Period pains can reduce women’s attention spans and make them “slightly slower or slightly less accurate”, according to psychologists.

Women who are experiencing menstrual pains will also be less able to switch between multiple tasks, the University of Bath’s Department of Psychology found. The study, which claims to be the first of its kind to look at the effects of period pains on cognitive performance, asked 52 women to complete computer-based tasks when they were not on their menstrual cycle and then when they were.

When women had period pains, they were found to have a lower performance rating overall as they struggled with a range of attention-based jobs such as choosing between competing targets and dividing their attention between two tasks.

Dr Ed Keogh, who led the study, said: “I think the most interesting thing that we found is that this sort of common, everyday pain does have an effect on performance.

“We found across all these tasks a general dampening of performance. They [women who were menstruating] were slightly slower or slightly less accurate then when they’re not in pain.

“This shows that the effects of pain go beyond the sensory experience, affecting what we think and feel.”

The research, published in the journal Pain, shows that the effects of period pain are often overlooked and poorly understood.

Dr Keogh said it highlights the need for more research in this field to measure women’s existing coping strategies for period pain and to work on developing them to remove pain as a barrier to performance.
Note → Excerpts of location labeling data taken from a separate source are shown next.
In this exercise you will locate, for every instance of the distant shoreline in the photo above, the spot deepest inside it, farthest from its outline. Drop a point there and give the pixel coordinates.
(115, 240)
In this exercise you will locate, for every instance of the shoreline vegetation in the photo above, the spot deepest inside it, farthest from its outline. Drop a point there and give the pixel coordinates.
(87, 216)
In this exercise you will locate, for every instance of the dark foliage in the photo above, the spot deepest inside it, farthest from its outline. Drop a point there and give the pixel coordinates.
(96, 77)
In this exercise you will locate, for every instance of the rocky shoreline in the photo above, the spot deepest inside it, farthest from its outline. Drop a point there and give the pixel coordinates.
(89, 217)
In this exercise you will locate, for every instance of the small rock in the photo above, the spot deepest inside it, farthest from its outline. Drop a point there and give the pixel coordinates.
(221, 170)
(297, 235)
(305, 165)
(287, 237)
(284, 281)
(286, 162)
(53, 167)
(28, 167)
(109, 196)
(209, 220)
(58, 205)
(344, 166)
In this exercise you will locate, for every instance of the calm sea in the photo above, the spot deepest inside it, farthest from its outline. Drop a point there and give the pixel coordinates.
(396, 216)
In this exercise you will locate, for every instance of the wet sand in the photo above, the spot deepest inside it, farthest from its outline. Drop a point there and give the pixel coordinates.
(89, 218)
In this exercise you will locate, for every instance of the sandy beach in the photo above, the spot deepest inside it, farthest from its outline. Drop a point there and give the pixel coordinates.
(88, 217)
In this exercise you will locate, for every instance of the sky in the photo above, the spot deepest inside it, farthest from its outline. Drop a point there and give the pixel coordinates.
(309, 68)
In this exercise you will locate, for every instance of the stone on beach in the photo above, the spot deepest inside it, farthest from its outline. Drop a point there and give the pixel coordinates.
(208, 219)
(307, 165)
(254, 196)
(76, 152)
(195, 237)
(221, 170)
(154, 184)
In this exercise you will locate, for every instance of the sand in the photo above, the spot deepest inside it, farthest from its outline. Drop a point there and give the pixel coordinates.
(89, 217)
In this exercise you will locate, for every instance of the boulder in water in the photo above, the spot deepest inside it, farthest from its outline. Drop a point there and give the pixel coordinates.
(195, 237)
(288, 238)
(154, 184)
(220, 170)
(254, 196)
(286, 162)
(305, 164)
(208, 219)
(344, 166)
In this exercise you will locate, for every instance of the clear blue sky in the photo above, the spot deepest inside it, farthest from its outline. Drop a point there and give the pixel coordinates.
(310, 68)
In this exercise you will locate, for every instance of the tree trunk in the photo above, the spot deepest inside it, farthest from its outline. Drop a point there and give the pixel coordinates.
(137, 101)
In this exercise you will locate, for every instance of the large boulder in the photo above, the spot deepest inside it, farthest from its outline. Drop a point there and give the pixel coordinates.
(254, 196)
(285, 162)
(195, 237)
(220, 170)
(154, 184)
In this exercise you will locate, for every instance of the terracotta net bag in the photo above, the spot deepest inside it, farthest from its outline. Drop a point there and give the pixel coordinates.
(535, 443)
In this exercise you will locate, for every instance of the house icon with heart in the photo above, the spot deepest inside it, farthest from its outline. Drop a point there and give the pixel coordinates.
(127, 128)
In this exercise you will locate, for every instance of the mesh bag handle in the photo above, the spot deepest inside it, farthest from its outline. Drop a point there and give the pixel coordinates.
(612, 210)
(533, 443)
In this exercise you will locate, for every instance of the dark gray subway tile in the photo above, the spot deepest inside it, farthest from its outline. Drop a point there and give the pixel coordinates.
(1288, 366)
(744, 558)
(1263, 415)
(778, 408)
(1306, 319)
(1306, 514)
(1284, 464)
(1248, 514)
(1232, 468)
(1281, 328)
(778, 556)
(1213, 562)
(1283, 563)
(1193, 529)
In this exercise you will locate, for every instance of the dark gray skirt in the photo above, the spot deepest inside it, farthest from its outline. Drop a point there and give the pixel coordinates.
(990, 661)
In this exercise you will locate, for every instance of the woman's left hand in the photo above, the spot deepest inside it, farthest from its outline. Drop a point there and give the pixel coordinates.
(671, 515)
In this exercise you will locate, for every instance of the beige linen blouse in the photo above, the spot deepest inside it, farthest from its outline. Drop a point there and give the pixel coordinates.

“If you understand what effects they have then you can try and do something about it,” he said. “We can do more research and look at how common is it? What about everyday tasks? How do people actually cope with it? I suspect they can cope with it very well and find their ways of dealing with it.”

He said some existing strategies that women use involve distracting themselves with TV or music, which can be helpful, as well as catastrophising the pain and worrying about it, which is not an effective coping strategy.

Period pain, or dysmenorrhea, affects more than 40 per cent of women on a regular basis. It is the leading cause of absenteeism from school and work among women in their teens and 20s.

Symptoms can include pain, nausea, and cramping, and up to 15 per cent of women suffering from such pain have reported it to be severe.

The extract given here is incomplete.